This solution was sent in by Paul from Berkhamsted Collegiate School.

To solve this problem we can, without loss of generality, think of the first player as being at the top of the draw. We MUST also assume that the chances of winning any given match is $1/2$. Then the chance of the players meeting in the first round (with $2^n$ participants) is $p=1/(2^{n} - 1)$.

The chances of the two players not meeting in the first round and winning their first round matches is: $$(1 - {1\over 2^{n} - 1})\times {1\over 4} = {2^{n-1}-1\over 2(2^n - 1)}.$$ It follows that the chance of the two players being drawn to meet in the second round is: $$ {2^{n-1}-1\over 2(2^n - 1)}\times {1\over(2^{n-1} - 1)} = {1\over 2(2^n-1)}= {p\over 2}.$$ So the odds of them meeting in the second round is half those of meeting in the first round.
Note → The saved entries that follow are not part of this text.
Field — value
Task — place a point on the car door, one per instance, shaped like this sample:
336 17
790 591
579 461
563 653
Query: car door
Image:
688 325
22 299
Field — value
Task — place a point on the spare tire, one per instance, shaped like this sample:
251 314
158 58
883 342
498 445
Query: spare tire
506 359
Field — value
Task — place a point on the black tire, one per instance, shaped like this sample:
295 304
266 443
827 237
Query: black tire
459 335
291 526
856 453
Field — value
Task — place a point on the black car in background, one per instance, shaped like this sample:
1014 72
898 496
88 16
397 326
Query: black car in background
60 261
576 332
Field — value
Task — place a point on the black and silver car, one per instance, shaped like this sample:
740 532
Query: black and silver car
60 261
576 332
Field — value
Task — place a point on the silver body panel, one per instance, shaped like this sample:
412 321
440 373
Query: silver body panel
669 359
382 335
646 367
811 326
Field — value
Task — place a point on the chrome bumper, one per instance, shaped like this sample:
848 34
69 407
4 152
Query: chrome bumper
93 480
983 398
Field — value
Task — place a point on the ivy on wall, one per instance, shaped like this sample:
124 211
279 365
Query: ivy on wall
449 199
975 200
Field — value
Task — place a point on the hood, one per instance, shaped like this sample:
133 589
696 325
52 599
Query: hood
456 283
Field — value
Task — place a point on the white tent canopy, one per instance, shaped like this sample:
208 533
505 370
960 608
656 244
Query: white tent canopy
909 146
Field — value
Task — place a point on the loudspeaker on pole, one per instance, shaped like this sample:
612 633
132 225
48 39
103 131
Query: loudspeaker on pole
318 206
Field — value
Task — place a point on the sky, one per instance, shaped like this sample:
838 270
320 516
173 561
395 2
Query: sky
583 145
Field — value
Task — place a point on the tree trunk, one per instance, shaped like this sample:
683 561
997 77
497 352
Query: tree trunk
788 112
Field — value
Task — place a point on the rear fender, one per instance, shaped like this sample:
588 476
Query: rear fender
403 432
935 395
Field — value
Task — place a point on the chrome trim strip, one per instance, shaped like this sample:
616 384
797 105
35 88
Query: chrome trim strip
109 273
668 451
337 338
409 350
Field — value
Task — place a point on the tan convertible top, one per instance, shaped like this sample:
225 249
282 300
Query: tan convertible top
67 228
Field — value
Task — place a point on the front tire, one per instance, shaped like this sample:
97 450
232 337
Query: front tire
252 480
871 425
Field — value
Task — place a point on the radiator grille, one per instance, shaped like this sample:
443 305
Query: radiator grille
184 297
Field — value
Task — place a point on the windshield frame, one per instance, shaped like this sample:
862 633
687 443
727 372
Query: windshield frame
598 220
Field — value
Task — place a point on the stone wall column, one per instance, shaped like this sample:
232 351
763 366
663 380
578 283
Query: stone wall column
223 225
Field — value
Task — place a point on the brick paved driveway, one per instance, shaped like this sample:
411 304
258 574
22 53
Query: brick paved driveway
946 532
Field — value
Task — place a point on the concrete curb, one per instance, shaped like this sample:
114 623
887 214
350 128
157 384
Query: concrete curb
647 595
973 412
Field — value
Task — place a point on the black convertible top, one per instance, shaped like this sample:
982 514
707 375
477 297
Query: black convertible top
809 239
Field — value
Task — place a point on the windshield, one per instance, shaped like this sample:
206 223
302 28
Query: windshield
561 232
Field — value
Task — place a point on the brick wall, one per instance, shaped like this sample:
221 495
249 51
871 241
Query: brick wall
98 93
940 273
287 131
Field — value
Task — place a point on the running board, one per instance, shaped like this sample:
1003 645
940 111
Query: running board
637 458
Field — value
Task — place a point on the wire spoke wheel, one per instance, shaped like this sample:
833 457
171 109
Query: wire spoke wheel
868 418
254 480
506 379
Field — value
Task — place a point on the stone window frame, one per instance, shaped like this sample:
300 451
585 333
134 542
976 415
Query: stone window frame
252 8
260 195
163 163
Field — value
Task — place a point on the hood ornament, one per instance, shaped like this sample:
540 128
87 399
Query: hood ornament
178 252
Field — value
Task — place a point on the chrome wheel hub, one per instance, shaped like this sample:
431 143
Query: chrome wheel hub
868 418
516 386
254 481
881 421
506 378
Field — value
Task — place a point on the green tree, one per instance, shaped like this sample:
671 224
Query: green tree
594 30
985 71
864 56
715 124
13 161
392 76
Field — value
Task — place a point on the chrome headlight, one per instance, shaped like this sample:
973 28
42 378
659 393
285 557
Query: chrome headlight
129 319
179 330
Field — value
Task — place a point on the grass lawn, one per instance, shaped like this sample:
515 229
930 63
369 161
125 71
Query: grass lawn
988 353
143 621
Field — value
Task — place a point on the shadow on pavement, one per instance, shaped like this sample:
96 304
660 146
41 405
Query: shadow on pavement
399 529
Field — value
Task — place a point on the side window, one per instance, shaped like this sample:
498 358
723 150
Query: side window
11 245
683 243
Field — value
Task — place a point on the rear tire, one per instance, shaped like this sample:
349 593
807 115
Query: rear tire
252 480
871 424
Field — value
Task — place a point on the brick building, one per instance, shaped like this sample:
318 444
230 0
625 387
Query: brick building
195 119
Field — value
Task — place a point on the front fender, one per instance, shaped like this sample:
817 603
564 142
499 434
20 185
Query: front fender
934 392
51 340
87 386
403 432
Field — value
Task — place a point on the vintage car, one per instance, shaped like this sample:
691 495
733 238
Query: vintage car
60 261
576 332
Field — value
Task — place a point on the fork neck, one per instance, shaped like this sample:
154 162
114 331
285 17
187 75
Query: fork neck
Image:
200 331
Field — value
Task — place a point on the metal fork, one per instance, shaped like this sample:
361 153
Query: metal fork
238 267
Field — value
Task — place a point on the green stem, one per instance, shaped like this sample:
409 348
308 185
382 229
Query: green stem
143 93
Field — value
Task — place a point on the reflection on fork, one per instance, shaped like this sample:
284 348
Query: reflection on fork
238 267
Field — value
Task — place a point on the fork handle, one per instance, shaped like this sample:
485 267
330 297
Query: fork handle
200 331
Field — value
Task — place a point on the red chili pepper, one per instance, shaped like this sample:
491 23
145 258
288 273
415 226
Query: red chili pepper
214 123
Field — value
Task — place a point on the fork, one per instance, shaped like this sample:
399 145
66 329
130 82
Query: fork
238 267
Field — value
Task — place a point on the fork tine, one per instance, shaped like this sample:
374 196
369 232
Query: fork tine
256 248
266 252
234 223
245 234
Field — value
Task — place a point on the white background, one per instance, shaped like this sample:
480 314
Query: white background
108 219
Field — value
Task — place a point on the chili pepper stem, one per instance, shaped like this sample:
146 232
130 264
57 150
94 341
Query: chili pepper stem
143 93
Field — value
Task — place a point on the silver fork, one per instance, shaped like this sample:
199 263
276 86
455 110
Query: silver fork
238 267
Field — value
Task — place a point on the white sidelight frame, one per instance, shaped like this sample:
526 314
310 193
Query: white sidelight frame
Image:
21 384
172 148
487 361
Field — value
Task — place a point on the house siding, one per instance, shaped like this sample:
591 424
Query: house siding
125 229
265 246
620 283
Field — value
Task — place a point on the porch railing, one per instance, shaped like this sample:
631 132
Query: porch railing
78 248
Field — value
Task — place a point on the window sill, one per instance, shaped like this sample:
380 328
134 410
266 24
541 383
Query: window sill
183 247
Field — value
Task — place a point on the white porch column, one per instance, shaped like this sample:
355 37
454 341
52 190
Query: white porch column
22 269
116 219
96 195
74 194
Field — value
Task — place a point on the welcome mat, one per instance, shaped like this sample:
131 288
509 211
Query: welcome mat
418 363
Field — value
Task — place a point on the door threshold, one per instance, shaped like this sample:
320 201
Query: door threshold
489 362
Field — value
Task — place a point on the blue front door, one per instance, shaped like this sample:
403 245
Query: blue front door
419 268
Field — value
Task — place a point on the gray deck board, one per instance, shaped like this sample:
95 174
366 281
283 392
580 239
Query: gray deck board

By the same reasoning the probability of meeting in each subsequent round is half the probability of meeting in the previous round.

For $2^n$ paricipants there will be $n$ rounds, so we can sum ALL the probabilities of meeting in a certain round, and we get $$ \eqalign{ {1\over 2^n - 1} \left({1\over 1} + {1\over 2} + {1\over 4} + \cdots {1\over 2^{n-1}}\right) &= {1\over 2^n - 1} \left(2- {1\over 2^{n-1}}\right) \\ &= {1\over 2^n - 1}\left( {2^n - 1\over 2^{n-1}}\right) \\ &= {1\over 2^{n-1}}.}$$ So the probability of the two players meeting if there are $2^n$ players competing is ${1\over 2^{n-1}}$.